Питт посмотрел на деревенского доктора с недоумением.
— Почему?
— Человек посвятил себя морю и умер в море, которое так любил. Может, его последние мысли были так же чисты и прозрачны, как вода.
— Он говорил о Боге, — пробормотал Питт.
— Ему повезло. А я буду счастлив, если, когда придет мое время, меня положат для последнего успокоения здесь, на церковном погосте, всего в сотне шагов от того места, где я родился, жил, работал и любил.
— Я бы хотел разделить с вами ваше стремление оставаться на одном месте… — Питт оборвал фразу на полуслове, когда открылась дверь и в комнату вошли двое. Они были в полицейской форме. Один из них поприветствовал доктора кивком головы, и Питт вдруг понял, в чем дело.
— Вам не надо было тайно звонить в полицию, доктор Джонссон. Мне нечего ни от кого скрывать.
— Нет возражений. Но рука доктора Ханневелла явно пострадала от огнестрельного оружия. Я много раз лечил раненых охотников, поэтому точно знаю эти признаки. Закон гласит ясно, так же, как, я уверен, и в вашей стране. Я должен сообщать обо всех пулевых ранениях.
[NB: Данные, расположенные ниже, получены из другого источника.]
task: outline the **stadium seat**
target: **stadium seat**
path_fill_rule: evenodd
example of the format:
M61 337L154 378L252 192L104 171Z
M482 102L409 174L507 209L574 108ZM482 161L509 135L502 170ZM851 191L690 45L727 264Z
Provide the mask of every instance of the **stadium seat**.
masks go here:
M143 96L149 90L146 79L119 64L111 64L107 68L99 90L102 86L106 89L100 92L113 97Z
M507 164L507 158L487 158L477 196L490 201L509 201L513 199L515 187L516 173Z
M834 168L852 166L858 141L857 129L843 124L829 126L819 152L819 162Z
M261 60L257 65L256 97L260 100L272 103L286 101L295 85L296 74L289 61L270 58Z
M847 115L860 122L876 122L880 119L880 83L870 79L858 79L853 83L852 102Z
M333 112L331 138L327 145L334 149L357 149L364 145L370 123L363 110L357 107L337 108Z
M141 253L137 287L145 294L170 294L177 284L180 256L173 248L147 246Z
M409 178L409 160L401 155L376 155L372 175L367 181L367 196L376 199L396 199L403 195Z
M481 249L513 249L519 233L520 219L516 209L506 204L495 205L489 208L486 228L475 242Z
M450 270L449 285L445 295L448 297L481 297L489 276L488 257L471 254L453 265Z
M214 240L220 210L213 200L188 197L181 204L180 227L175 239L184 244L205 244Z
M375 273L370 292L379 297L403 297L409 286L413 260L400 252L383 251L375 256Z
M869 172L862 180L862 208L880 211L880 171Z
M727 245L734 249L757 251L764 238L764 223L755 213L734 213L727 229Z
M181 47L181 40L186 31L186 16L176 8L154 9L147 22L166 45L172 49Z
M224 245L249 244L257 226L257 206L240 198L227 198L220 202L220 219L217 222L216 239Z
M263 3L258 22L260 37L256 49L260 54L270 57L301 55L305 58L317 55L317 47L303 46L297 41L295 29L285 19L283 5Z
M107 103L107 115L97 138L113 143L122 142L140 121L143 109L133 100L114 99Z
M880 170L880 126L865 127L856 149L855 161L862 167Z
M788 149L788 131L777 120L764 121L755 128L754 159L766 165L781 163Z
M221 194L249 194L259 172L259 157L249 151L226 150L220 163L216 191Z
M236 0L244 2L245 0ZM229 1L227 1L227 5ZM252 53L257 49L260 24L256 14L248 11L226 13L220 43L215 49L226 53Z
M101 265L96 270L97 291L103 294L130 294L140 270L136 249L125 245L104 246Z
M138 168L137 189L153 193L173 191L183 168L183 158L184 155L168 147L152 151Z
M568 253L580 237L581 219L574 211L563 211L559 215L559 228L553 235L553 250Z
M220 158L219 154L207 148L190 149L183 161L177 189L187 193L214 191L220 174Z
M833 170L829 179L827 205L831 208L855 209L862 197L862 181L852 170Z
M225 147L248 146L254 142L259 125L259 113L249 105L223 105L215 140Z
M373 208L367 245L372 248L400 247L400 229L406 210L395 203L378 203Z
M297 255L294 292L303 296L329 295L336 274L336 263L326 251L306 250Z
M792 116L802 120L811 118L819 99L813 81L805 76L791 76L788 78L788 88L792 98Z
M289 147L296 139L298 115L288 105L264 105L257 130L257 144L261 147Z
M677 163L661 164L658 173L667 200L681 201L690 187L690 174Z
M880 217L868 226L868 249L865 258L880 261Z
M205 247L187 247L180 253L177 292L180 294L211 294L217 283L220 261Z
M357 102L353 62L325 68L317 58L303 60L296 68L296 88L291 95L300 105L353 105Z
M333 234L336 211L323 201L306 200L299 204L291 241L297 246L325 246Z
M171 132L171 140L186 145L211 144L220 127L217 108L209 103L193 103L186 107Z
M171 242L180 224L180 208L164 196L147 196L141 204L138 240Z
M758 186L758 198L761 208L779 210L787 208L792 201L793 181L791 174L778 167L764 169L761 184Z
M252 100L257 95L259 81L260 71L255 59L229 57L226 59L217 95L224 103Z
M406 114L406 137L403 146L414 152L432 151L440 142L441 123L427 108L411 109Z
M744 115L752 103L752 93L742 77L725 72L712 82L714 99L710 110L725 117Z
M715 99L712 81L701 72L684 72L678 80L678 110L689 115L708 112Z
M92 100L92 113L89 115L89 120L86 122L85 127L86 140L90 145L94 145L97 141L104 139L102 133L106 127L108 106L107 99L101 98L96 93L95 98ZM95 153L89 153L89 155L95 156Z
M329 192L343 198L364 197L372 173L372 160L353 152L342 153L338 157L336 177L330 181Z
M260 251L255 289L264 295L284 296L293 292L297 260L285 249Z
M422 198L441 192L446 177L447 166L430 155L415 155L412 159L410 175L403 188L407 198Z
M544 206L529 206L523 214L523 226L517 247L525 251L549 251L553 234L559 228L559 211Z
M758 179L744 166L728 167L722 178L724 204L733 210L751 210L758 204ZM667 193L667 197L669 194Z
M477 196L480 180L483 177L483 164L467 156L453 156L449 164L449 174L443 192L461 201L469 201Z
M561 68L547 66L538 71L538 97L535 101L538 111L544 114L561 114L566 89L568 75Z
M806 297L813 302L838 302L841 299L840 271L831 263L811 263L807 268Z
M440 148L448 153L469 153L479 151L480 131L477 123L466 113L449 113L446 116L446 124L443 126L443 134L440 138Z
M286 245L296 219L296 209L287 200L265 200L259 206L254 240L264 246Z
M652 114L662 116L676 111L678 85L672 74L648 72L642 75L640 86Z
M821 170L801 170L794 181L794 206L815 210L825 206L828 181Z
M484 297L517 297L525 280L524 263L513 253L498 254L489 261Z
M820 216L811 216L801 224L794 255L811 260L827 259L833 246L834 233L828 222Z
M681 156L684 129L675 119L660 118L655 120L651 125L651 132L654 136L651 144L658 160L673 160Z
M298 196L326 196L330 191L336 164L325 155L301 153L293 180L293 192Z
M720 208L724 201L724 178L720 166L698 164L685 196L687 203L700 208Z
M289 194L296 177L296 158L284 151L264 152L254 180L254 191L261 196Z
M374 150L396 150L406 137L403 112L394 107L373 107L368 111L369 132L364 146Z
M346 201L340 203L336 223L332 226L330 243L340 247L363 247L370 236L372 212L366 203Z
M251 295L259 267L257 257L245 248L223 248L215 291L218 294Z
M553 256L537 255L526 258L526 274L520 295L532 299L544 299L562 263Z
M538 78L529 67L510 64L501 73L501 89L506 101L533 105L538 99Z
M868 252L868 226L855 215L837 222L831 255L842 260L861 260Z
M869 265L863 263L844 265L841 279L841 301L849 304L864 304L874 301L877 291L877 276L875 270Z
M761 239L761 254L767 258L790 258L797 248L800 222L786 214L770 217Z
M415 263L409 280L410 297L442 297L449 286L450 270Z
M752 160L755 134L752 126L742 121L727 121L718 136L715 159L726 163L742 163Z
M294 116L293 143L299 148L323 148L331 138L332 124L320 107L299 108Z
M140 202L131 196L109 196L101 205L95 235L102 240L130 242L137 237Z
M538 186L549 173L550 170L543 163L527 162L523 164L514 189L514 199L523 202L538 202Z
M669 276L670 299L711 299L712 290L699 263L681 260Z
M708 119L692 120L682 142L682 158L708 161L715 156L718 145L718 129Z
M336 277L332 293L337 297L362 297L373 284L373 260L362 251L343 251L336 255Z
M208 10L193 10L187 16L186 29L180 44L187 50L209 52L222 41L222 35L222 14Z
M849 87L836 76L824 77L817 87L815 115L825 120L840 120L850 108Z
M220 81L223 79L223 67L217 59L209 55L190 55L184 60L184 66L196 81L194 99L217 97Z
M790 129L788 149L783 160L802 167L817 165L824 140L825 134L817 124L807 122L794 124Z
Питту все это не очень понравилось. Двое стоявших перед ним крепких полицейских вряд ли поверят рассказу о таинственном черном самолете, обстрелявшем «Улиссес». Связь между замурованным в айсберг судном и черным самолетом не была случайностью: то, что начиналось как обычные поиски исчезнувшего судна, обернулось втягиванием в тайную операцию. Он устал лгать — его тошнило от всей этой чертовой кутерьмы. Им владела одна мысль: Ханневелл мертв, и кто-то должен за это заплатить.
— Вы пилот вертолета, рухнувшего в воду, сэр? — спросил один из полицейских.
Питт безошибочно узнал английский акцент и уважительный тон, хотя «сэр» было подчеркнуто особо.
— Да.
Предельно краткий ответ Питта будто отбросил полицейского назад.